Mapping this information can help you visualize how far your customers are from your warehouses. You can use this information to conduct an analysis to determine whether it would be cost-effective to open an additional facility and the best location for that facility.
Spatial analysis for determining the optimum routes to take. This could apply to delivering food to customers from a restaurant, transporting patients to hospital and even constructing a pipeline. Using spatial analytics, you can look at route lengths, traffic patterns, road conditions, potential hazards and more to choose the optimal routes to take for various situations.
Reducing travel time by optimizing routes can have many benefits. Cutting down on drive time for deliveries can reduce fuel usage and vehicle wear, meaning reduced costs and environmental impact. It also means happier customers because they receive their orders faster. Cutting time off of each delivery also enables drivers to accomplish more in less time.
When it comes to emergency medical services, choosing the optimal route is even more crucial.

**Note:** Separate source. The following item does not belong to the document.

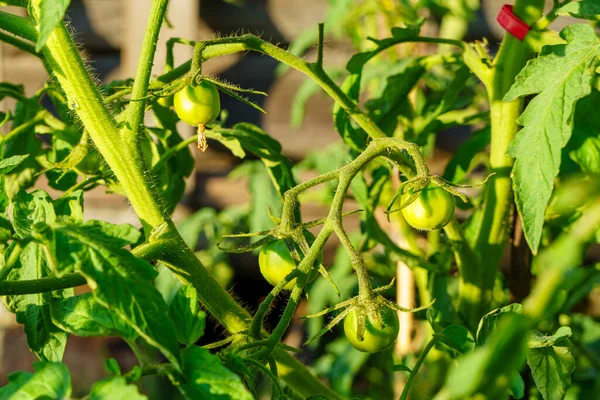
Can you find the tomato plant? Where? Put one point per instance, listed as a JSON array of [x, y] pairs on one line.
[[490, 256], [432, 209], [376, 337], [198, 105], [276, 262]]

When transporting a patient to the hospital, an emergency medical technician, or EMT, could use a map with multiple overlays to quickly determine the best route depending on the time of day, weather conditions and more.
Looking at geospatial data over a large area or over time can reveal patterns that you can use to improve your decision-making. This can add value for organizations across a wide range of fields from marketing to retail to healthcare to banking.
Sometimes, uncovering these patterns may be fundamental to how a business operates. Insurance companies, for example, can use geospatial data to help determine which areas should be subject to higher premiums due to higher risk. Insurance providers can map the areas they serve and then add in demographic data and information about how many claims are filed where. They can use this data to calculate risk and adjust their estimations as needed as they input new data.
Revealing patterns in data may also help companies identify opportunities. For example, if you run a car rental location and are looking for a new location, you could map your current locations and those of your competitors. Doing so may reveal under-served or unserved areas where you could locate. Adding in data about where people frequently search online for information about rental cars could make your results even more accurate.
A more advanced use of spatial analytics involves making predictions based on past data and current trends. Making accurate predictions allows you to prepare for the future and get ahead of possible future trends.
For example, marketers increasingly use data to help them determine the right targets for their ads. Location data can be an important part of this. By collecting data on where a company’s current customers live and work, they can discover patterns about the type of people who patronize the company in question. They can then look for people and places with similar characteristics to predict who might be interested in the product in the future.
Another possible use of geospatial analytics and mapping occurs when fighting wildfires. Mapping the location of a fire and inputting data about vegetation, wind and other factors can help firefighters predict where a fire might spread to next. This enables them to get ahead of the fire and control it more effectively.
Data related to location has always been important, but thanks to modern technology, we have more of this information and can do more with it than we ever could before. If spatial analytics isn’t part of your data strategy yet, it’s time to start thinking about how it could benefit your organization.